By Jill Colvin
MIDTOWN — The modernist interior of the former Manufacturers Trust Bank building, whose giant stainless steel vault is still visible from the street, was named the city's newest landmark Tuesday.
The Landmarks Preservation Commission voted unanimously to grant the status to the first- and second-floor interiors of the four-story glass and aluminum building at West 43rd Street and Fifth Avenue in Midtown. The building's exterior was already designated a landmark back in 2007.
In addition to its design, the building's first floor features a 30-ton, 7- foot-wide circular stainless steel vault with 16-inch-thick doors and a unique "I"-shaped hinge that pedestrians can see from the street.

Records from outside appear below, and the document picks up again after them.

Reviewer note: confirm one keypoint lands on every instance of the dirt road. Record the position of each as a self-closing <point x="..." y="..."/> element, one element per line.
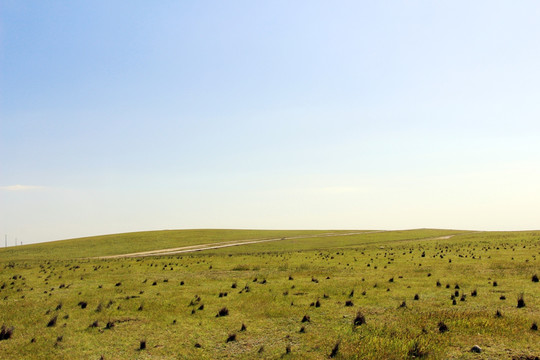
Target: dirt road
<point x="202" y="247"/>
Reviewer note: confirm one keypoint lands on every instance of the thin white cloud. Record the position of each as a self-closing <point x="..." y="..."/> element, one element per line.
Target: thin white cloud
<point x="19" y="187"/>
<point x="338" y="189"/>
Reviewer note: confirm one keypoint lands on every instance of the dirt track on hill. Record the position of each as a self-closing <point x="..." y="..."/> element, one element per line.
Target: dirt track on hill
<point x="202" y="247"/>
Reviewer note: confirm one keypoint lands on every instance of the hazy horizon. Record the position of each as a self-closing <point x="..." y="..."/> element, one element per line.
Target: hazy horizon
<point x="120" y="117"/>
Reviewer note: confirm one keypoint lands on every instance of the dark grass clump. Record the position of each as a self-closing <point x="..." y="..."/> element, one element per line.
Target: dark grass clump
<point x="52" y="322"/>
<point x="335" y="350"/>
<point x="442" y="327"/>
<point x="6" y="332"/>
<point x="417" y="351"/>
<point x="521" y="301"/>
<point x="359" y="319"/>
<point x="223" y="312"/>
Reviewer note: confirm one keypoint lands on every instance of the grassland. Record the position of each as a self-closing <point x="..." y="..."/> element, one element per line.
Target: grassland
<point x="405" y="284"/>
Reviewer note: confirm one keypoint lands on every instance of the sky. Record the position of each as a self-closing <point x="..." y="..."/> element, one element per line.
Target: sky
<point x="141" y="115"/>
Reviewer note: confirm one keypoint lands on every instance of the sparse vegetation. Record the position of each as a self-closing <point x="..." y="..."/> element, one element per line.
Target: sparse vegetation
<point x="296" y="303"/>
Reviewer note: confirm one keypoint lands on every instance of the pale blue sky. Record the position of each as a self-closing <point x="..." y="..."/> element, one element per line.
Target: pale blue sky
<point x="137" y="115"/>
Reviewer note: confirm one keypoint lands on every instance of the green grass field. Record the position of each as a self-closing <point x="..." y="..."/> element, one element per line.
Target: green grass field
<point x="407" y="286"/>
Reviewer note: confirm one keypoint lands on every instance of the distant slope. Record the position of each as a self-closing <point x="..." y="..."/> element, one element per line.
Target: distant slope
<point x="117" y="244"/>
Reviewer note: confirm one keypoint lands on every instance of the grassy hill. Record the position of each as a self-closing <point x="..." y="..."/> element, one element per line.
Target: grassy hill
<point x="376" y="295"/>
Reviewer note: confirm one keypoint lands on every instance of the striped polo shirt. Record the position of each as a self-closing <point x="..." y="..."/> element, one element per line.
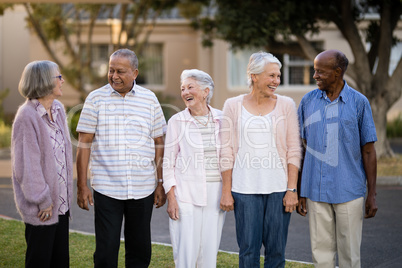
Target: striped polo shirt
<point x="122" y="164"/>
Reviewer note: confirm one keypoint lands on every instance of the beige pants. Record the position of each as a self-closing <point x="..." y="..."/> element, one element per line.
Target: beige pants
<point x="336" y="228"/>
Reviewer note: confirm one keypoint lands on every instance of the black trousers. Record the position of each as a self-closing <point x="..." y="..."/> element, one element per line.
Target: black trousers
<point x="109" y="213"/>
<point x="47" y="245"/>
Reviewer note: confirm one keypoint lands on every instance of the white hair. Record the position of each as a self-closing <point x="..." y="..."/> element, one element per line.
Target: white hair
<point x="203" y="79"/>
<point x="257" y="63"/>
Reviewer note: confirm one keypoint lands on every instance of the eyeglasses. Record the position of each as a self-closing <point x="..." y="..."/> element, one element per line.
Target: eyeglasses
<point x="59" y="76"/>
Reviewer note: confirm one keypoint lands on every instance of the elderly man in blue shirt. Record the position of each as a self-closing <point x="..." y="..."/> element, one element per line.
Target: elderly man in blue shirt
<point x="340" y="163"/>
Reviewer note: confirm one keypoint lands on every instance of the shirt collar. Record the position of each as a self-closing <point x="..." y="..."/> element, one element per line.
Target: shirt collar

Commission Chairman Robert Tierney said the building's "luminous ceilings," white marble piers and other minimalist features "set a new standard for American bank design" when the building opened in 1954.
"Viewed from the outside, the building is essentially a glass lantern, and, like a lantern, is even more striking by dark than daylight," read an architectural review that appeared in The New Yorker in 1954, the Commission said.
Late last month, the Commission also voted to landmark the 12-story Haskins & Sells Building at 35 W. 39th St. between Fifth and Sixth avenues.
The Renaissance Revival-style building's past tenants include the State and National Association Opposed to Political Suffrage for Women, the Man Suffrage Association Opposed to Political Suffrage for Women and — later — three chapters of the League of Women Voters.